Georgia has been a partner country of the European Union within its Neighbourhood Policy (now reframed within the Eastern Partnership) since 2006 and aspires to achieve ever closer integration with the Union and European security structures. However, Georgia is also still tormented by territorial conflicts which violently escalated in summer 2008. As this recent outburst of violence has demonstrated, the failure of peacefully resolving conflicts on the European continent and particularly in its volatile regions – such as the South Caucasus – does not only threaten European stability, with possible negative spill-over effects into the European Union. It also hampers the Union’s goal to assist the Eastern Partnership countries in their approximation to EU standards of democratic governance.

The project’s rationale, in line with the programmatic priorities of the Instrument for Stability, acknowledges that much of the field experience and capacity for crisis prevention and response is located in the non-state sector. In Georgia, the unfolding of this potential is impeded by several factors, including insufficient visibility of civil society expertise on peace-building both towards the Georgian Government and international donors operating in the country; lack of cooperation between state and non-state actors; and weak linkages between the main civil society actors themselves.

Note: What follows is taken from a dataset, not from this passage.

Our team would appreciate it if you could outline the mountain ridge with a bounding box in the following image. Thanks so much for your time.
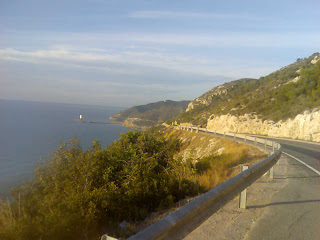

This project therefore endeavoured to draft recommendations on how these weaknesses might be overcome and on how the constructive role of civil society actors could be strengthened to build stable and "positive" peace in Georgia. The present recommendations document is the result of a working process that included, next to international experts, more than 20 representatives of the Georgian civil society sector with direct working and research experience in crisis prevention, confidence building and reconciliation. The project partners organised two Round Table events in April and July 2010, during which the recommendations of civil society were gathered and debated. A core working group of experts advised on the structuring of the document and saw it through to finalisation.

The document provides in the following sections an overview of the peace-building functions of civil society in general as well as a context analysis of Georgian civil society in peace-building processes. It then discusses seven priority areas for peace-building that were identified in the course of this project and addresses recommendations relevant to these areas to Georgian civil society, the Government of Georgia and international donors active in the country. Recommendations that cut across several priority areas are listed in a separate section.

We hope that the present document, as a result of debate and cooperation within the Georgian civil society sector, will prove useful to its addressees. Follow-up activities to disseminate its recommendations are planned, both within Georgia and in the European Union, after the end of this project.